To find out, we conducted an experiment. A few years ago, we sent emails to more than 6,500 randomly selected professors from 259 American universities. Each email was from a (fictional) prospective out-of-town student whom the professor did not know, expressing interest in the professor’s Ph.D. program and seeking guidance. These emails were identical and written in impeccable English, varying only in the name of the student sender. The messages came from students with names like Meredith Roberts, Lamar Washington, Juanita Martinez, Raj Singh and Chang Huang, names that earlier research participants consistently perceived as belonging to either a white, black, Hispanic, Indian or Chinese student. In total, we used 20 different names in 10 different race-gender categories (e.g. white male, Hispanic female).
On a Monday morning, the emails went out — one email per professor — and then we waited to see which professors would write back to which students. We understood, of course, that some professors would naturally be unavailable or uninterested in mentoring. But we also knew that theaverage treatment of any particular type of student should not differ from that of any other — unless professors were deciding (consciously or not) which students to help on the basis of their race and gender. (This “audit” methodology has long been used to study intentional and unintentional bias in real-world decision-making, as it allows researchers to standardize much about the decision environment.)
What did we discover? First comes the fairly good news, which we reported in a paper in Psychological Science. Despite not knowing the students, 67 percent of the faculty members responded to the emails, and remarkably, 59 percent of the responders even agreed to meet on the proposed date with a student about whom they knew little and who did not even attend their university. (We immediately wrote back to cancel those meetings.)
Now for the bad news. We computed the average response rates for each category of student (e.g., white male, Hispanic female), dividing the number of responses from the professors by the number of emails sent from students in a given race or gender category. Our analyses, which we reported recently in a second paper, revealed that the response rates did indeed depend on students’ race and gender identity.
Professors were more responsive to white male students than to female, black, Hispanic, Indian or Chinese students in almost every discipline and across all types of universities. We found the most severe bias in disciplines paying higher faculty salaries and at private universities. In a perverse twist of academic fate, our own discipline of business showed the most bias, with 87 percent of white males receiving a response compared with just 62 percent of all females and minorities combined.
Surprisingly, several supposed advantages that some people believe women and minorities enjoy did not materialize in our data. For example: Were Asians favored, given the model minority stereotype they supposedly benefit from in academic contexts? No. In fact, Chinese students were the most discriminated-against group in our sample. Did reaching out to someone of the same gender or race — such as a black student emailing a black professor — reduce bias? No. We saw the same levels of bias in both same-race and same-gender faculty-student pairs that we saw in pairs not sharing a race or gender (the one exception was Chinese students writing to Chinese professors).

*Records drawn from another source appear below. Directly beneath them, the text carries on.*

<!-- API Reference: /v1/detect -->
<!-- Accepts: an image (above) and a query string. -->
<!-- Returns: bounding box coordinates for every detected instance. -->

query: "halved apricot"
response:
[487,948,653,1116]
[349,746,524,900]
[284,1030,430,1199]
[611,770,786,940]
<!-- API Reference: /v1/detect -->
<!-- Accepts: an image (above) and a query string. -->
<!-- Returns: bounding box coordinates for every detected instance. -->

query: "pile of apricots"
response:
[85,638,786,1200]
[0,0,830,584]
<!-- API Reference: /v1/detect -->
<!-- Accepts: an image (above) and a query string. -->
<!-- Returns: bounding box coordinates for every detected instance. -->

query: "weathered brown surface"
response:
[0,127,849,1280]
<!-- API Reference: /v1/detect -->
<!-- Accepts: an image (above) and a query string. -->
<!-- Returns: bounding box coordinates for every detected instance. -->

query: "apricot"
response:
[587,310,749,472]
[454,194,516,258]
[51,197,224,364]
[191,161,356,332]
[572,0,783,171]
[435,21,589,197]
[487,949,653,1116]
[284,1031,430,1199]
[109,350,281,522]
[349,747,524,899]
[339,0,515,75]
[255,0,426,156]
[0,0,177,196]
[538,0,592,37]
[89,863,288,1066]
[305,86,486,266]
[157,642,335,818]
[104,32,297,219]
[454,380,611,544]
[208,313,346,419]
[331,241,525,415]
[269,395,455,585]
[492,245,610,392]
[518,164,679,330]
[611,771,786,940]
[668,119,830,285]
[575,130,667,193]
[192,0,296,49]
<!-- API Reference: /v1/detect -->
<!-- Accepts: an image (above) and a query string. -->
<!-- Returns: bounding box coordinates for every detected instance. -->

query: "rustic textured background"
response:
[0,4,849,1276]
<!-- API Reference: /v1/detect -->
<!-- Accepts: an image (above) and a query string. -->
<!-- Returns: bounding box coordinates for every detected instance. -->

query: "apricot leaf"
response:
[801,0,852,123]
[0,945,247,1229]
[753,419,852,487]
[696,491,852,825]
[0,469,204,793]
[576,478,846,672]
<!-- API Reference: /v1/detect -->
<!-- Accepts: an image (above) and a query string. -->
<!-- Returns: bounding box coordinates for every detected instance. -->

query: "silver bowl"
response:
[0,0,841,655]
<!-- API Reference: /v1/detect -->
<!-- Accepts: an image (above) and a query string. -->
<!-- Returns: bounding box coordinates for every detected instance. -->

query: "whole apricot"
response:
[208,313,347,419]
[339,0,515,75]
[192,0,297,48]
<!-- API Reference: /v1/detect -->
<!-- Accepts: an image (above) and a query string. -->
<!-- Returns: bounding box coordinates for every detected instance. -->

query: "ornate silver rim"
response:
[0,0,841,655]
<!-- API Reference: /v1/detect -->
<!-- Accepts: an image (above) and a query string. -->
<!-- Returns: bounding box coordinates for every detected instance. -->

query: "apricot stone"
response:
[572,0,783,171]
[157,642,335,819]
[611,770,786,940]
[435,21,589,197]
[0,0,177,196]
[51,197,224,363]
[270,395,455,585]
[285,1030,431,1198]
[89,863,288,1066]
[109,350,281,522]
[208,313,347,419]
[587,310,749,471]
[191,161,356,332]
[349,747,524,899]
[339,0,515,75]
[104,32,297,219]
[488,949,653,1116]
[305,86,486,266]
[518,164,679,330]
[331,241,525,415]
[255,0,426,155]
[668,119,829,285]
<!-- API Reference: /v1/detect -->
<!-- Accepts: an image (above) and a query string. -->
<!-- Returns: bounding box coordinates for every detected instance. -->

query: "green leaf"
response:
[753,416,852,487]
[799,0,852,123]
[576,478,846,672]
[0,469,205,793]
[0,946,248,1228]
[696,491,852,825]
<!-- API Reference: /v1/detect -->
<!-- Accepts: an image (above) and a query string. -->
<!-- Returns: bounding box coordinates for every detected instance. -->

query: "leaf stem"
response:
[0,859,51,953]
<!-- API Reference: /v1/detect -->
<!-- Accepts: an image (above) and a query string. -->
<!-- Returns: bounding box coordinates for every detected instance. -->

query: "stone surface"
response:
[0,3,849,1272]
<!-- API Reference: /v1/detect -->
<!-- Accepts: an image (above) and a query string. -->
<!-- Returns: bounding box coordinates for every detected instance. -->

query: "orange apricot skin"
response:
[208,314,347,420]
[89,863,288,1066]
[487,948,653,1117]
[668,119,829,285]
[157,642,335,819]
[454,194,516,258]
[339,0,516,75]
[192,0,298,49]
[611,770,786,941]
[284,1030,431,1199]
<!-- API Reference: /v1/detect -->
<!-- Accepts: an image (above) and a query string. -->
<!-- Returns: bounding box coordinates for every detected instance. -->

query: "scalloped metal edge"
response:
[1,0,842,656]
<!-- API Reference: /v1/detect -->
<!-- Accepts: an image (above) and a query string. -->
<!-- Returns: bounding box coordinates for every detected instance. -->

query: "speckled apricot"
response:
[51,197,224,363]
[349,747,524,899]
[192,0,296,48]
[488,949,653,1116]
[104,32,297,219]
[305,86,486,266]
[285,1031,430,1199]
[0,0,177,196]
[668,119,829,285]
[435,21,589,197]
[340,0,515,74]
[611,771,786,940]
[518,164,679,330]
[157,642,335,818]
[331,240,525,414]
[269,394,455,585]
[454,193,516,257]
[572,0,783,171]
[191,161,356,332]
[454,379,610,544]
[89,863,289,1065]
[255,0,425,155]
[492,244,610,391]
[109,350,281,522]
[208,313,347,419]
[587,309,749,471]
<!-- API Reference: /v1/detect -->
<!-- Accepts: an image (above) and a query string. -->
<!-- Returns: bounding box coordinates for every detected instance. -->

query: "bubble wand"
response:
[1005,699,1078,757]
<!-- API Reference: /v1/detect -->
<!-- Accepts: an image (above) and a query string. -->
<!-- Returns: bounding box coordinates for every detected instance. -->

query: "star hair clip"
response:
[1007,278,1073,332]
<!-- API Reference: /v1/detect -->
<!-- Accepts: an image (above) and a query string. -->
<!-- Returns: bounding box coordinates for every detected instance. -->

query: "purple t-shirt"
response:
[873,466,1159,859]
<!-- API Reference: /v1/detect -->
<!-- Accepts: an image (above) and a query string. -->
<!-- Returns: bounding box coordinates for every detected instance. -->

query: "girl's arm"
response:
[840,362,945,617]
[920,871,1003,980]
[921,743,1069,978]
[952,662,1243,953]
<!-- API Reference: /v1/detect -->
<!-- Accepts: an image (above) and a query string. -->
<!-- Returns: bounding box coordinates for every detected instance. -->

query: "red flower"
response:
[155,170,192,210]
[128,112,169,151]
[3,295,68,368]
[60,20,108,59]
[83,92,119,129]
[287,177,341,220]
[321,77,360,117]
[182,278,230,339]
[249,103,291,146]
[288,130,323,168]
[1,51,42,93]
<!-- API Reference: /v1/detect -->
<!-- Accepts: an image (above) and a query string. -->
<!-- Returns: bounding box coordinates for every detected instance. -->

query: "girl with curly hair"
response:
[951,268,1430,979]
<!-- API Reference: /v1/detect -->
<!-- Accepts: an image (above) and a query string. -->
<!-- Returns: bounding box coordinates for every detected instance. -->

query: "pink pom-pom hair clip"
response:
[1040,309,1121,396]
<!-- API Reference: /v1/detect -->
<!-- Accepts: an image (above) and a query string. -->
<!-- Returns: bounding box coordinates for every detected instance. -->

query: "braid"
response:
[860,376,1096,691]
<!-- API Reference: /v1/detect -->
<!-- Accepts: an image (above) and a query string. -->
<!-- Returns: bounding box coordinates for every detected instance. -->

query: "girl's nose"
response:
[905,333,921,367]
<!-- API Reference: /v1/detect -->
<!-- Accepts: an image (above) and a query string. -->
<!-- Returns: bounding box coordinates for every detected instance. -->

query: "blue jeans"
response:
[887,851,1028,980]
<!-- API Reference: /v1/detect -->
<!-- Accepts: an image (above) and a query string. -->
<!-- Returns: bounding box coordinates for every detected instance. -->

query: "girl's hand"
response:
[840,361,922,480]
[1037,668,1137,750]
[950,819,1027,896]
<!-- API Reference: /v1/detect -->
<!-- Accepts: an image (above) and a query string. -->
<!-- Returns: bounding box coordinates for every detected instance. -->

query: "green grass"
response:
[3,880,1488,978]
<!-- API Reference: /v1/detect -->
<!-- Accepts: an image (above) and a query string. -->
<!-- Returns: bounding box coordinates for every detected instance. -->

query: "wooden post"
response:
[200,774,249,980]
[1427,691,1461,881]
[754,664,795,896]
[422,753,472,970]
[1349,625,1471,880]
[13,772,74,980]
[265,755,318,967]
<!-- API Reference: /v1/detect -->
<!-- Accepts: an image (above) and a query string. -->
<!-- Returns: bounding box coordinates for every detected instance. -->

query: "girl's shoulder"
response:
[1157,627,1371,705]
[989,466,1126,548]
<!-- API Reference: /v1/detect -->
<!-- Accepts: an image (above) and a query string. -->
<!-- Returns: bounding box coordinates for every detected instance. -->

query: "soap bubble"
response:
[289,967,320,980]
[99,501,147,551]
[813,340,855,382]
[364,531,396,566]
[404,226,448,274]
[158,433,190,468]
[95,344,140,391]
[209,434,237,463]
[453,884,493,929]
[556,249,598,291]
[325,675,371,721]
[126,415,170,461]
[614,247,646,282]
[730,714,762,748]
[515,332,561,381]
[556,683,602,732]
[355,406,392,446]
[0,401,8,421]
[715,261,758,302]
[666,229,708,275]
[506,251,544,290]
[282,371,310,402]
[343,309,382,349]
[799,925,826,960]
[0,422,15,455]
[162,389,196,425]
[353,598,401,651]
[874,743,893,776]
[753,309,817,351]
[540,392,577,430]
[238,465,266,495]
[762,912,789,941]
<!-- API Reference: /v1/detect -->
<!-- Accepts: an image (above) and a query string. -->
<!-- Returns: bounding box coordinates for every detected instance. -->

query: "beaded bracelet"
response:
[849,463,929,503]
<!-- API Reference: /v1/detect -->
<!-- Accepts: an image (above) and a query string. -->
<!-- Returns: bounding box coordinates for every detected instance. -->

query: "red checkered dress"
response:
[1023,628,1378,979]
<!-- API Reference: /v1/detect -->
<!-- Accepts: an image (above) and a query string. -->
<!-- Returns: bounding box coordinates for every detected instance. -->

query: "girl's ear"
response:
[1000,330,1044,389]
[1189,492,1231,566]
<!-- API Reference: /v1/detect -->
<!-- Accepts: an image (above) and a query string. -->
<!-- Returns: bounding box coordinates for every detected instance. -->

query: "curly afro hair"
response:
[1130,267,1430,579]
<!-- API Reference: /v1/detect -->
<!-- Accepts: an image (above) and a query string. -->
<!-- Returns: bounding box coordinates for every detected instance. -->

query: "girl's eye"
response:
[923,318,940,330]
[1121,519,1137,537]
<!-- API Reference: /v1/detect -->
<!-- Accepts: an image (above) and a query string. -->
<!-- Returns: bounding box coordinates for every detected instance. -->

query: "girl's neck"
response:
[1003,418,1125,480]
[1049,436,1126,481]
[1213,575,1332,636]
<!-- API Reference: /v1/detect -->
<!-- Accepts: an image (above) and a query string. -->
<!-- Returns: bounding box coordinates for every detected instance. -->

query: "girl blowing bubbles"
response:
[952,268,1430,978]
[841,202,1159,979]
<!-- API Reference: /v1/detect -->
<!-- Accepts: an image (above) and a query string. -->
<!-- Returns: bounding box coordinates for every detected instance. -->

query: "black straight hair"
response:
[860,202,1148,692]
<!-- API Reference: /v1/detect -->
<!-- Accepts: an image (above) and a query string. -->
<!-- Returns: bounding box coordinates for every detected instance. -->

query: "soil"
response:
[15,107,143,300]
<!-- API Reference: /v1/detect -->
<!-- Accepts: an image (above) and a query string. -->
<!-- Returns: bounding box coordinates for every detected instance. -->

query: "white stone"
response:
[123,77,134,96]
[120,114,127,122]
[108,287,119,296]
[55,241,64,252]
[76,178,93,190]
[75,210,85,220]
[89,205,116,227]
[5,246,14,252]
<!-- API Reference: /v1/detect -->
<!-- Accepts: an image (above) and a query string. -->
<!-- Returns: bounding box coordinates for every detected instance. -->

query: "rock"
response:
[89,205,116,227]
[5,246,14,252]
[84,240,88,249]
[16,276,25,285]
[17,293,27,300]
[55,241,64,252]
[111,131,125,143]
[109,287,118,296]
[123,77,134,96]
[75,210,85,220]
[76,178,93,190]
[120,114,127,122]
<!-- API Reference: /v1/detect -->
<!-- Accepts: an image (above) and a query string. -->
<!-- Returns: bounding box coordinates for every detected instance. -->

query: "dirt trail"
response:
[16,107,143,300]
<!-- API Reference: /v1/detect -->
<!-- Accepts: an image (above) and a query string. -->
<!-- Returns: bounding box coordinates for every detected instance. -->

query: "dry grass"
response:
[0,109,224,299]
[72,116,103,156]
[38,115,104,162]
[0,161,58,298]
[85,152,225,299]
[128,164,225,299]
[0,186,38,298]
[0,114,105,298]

Did it help to be in a discipline with a greater representation of women and minorities? Again, no. Faculty members in those more diverse disciplines, like criminal justice, were no less likely to discriminate than those in less diverse disciplines, like statistics. Did it help that these were students in the pre-applicant stage, when some believe underrepresented groups enjoy advantageous access to selective opportunities? Again, no. Even before reaching the formal admissions stage, women and minorities faced bias. In sum, each of the supposed hidden advantages of being a woman or minority proved to be no more than a phantom.
We doubt that we, or many professors in our sample, or many Americans generally, intentionally discriminate against women and minorities. But based on our research, we are a little chastened. Good intentions and meritocratic ideals aside, we have work to do.